On a mal, et on se dit : « Putain, cela pourrait être pire encore ! J’aurai pu perdre un œil. » À ce moment, il y a ceux qui arrêtent et ceux qui continuent. Quand tu continues, tu sais pourquoi tu y vas. Tu sais les risques que tu prends. Ton cerveau a le souvenir de la douleur. Quand tu passes ce stade, tu n’as plus peur ! C’est fini.

« Nos disques durs sont cryptés et enterrés sous terre, dans des planques, et pas chez moi ou chez ma famille. Si la police vient perquisitionner, elle ne trouvera rien. »
Avant une manif, notre salle de commandement est plus belle que celle de la Préfecture de police ! On a des plans de bataille avec la ville, des surligneurs, des post-it. On n’est pas des rigolos ! Nos disques durs sont cryptés et enterrés sous terre, dans des planques, et pas chez moi ou chez ma famille. Si la police vient perquisitionner, elle ne trouvera rien.

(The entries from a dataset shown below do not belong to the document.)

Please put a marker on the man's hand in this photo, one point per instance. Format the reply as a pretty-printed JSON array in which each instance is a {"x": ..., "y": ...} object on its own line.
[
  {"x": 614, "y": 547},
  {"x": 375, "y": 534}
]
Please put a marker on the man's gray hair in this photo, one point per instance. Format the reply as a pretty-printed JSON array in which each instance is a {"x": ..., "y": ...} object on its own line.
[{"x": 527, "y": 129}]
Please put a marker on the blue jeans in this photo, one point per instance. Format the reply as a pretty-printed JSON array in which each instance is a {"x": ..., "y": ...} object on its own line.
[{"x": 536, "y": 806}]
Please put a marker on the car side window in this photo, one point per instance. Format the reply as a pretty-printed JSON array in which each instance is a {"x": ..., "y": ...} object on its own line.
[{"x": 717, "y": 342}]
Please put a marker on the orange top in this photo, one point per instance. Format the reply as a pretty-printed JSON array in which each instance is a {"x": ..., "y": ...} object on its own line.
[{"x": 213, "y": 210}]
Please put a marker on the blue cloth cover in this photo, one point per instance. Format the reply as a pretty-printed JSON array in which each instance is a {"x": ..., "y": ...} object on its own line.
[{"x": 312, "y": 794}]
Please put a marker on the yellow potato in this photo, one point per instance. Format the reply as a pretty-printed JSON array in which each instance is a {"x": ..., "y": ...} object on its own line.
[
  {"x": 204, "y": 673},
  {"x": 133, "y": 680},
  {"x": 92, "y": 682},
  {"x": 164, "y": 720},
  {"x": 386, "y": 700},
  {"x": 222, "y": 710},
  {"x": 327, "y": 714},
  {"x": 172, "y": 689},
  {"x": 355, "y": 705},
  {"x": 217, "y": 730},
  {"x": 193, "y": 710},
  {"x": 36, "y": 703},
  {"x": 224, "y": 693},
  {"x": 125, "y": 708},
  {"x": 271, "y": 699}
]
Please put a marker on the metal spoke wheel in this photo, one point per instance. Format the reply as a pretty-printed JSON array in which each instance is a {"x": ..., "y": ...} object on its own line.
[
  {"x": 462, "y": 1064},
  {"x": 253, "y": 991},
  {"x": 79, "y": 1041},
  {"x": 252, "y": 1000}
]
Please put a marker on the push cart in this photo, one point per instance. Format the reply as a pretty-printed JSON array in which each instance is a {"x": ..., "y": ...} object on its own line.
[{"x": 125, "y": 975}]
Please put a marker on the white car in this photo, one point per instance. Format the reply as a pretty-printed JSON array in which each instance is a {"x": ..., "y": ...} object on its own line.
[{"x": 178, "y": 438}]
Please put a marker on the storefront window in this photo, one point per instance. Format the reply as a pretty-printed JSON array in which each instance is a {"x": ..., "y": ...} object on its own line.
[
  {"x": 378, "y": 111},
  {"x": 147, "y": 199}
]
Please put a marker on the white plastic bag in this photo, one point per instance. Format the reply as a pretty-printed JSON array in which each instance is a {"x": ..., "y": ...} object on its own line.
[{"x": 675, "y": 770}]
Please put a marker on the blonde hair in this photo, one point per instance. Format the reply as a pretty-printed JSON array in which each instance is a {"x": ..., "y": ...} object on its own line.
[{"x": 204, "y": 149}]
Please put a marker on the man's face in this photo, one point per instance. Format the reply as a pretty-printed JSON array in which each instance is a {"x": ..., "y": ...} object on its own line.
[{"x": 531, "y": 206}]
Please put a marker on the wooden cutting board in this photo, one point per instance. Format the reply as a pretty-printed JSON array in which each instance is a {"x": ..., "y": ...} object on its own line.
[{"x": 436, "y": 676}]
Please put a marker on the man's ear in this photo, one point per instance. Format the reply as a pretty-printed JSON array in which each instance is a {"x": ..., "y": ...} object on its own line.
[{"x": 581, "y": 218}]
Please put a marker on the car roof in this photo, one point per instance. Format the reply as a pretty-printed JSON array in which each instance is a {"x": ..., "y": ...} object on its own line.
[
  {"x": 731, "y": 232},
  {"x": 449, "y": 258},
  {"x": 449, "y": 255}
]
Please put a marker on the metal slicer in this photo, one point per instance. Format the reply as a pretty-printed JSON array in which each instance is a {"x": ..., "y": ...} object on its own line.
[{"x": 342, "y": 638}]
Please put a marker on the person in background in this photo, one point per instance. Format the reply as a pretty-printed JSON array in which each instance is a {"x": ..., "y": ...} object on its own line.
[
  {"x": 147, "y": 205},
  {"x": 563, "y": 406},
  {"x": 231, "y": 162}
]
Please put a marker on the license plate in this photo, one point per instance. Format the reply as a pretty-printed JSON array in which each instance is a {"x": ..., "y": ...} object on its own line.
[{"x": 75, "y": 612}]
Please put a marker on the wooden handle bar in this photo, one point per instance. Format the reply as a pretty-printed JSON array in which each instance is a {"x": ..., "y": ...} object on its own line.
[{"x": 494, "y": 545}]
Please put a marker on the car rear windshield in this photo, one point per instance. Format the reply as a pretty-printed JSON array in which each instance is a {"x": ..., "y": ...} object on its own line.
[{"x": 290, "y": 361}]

Pensez-vous qu’il y a eu une évolution dans l’attitude des forces de l’ordre à l’égard des journalistes vidéo et photo ?

Cela dépend des ministres et des préfets.

Ils donnent des instructions.

Par exemple, en 2008, le Directeur général de la police nationale (DGPN) avait rappelé aux policiers qu’il était tout à fait permis de les filmer. Mais quand les policiers sentent qu’ils ont un préfet, un ministre et un DGPN qui les soutient quoi qu’ils fassent, ils se font plaisir, ils ne respectent pas la loi.